Erstunterweisung und regelmäßige Folgeunterweisungen

Jede(r) Neuangestellte erhält in der Regel an seinem ersten Tag im Unternehmen, aber auf alle Fälle vor dem eigentlichen Arbeitsbeginn, eine Erstunterweisung. Diese gliedert sich in einen allgemeinen und einen arbeitsplatzbezogenen Teil, wobei der allgemeine Teil zuerst durchgeführt wird. Die Erstunterweisung wird durch den Arbeitgeber oder eine vom ihm beauftragte Führungskraft bzw. einem für den Inhalt der Unterweisung qualifizierten Mitarbeiter durchgeführt. Auch Beschäftigte in der Probezeit oder mit einem befristeten Arbeitsverhältnis dürfen und müssen an Unterweisungen teilnehmen. Für sie gelten damit selbstverständlich auch dieselben Unterweisungsinhalte und Fristen.

Im arbeitsplatzbezogenen Teil werden neuen Mitarbeiter*Innen konkrete Informationen über sichere Arbeitsausführung und gesundheitsorientiertes Verhalten am zukünftigen Arbeitsplatz vermittelt. Ergänzend erhält er auch Informationen über den Arbeitsbereich/Abteilung, so zum Beispiel über Arbeitsabläufe und deren Gefährdungen. Der arbeitsplatzbezogene Teil richtet sich nicht nur an neu eingestellte Personen, sondern auch an länger im Unternehmen beschäftigte Mitarbeiter*Innen, die an einen anderen Arbeitsplatz oder in einen anderen Arbeitsbereich versetzt wurden. Die zumindest jährlichen Folgeunterweisungen haben nicht die Aufteilung in einen allgemeinen und einen arbeitsplatzbezogenen Teil. Sie wiederholen wichtige Inhalte und stellen neue Gefährdungen und Schutzmaßnahmen vor.

Mitarbeiter*Innen, die im Zuge der Arbeitnehmerüberlassung in einem Betrieb arbeiten, sind laut Arbeitsrecht Mitarbeiter*Innen des jeweiligen Zeitarbeitsunternehmen. Sie werden jedoch im Entleiher-Unternehmen wie alle anderen Beschäftigten auch in die dortigen Arbeitsprozesse vollständig eingebunden, der Arbeitgeber des Entleiher-Unternehmens ist ihnen daher auch weisungsbefugt. Daraus ergibt sich, dass dieser Unternehmer auch zuständig für die Unterweisung seiner Leiharbeiter*Innen ist. Die Inhalte und Fristen für die Unterweisungen sind dieselben wie bei den festangestellten Beschäftigten.

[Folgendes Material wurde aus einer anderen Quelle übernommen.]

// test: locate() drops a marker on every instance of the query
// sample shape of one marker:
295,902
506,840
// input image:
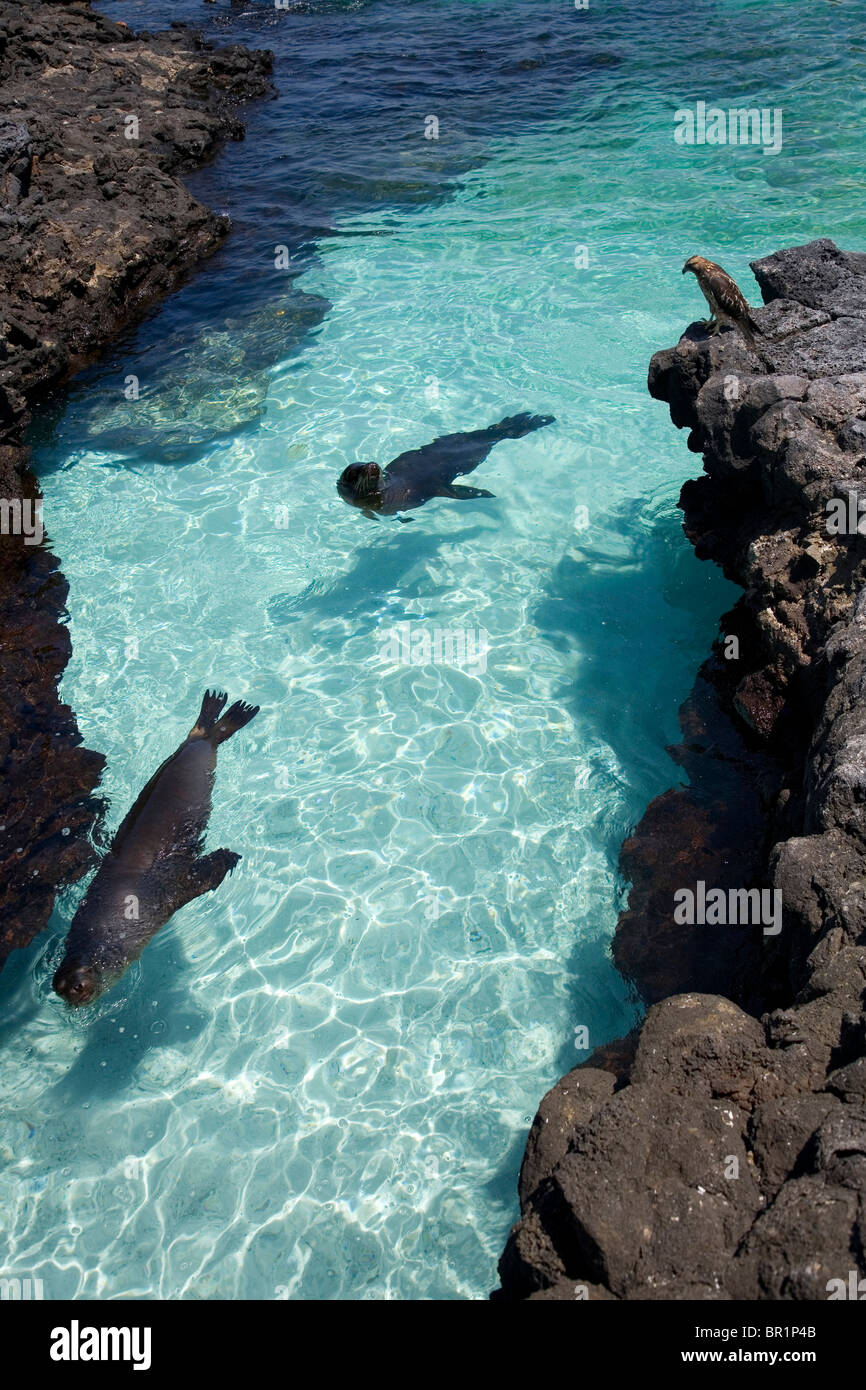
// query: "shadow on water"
380,570
345,136
148,1009
620,590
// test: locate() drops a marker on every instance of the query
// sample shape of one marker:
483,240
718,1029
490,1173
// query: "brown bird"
727,303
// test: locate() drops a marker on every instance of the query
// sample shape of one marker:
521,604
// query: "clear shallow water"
317,1080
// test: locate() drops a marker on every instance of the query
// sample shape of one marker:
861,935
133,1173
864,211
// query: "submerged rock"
729,1161
95,224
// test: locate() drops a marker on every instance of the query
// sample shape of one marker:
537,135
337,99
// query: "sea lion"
154,863
414,477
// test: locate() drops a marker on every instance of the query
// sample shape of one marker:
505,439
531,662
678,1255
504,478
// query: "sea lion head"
77,983
360,484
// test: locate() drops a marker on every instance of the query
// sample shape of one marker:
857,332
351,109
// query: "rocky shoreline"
720,1151
95,227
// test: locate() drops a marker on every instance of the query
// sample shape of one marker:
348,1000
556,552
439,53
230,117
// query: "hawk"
727,303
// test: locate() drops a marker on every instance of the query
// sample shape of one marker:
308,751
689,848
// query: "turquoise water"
317,1080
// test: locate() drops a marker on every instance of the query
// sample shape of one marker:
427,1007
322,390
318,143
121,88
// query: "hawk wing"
726,293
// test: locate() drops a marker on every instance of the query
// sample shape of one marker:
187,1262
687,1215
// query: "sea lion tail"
211,706
235,717
513,427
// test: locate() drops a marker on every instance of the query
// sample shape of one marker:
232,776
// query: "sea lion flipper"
462,494
211,869
180,880
211,708
235,717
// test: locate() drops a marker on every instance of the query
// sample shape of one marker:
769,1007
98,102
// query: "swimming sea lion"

Fremdarbeiter*Innen müssen zu den spezifischen Gefährdungen an Ihrem Einsatzort ebenso wie Besucher*Innen oder Speditionsfahrer*Innen vom Unternehmen, bei welchen sie eingesetzt werden oder welches sie besuchen eine Sicherheitsunterweisung bekommen, in welcher auf die spezifischen Gefährdungen an Ihrem Einsatzort, bei Ihrem Besuch oder beim Befahren des Geländes, eingegangen wird.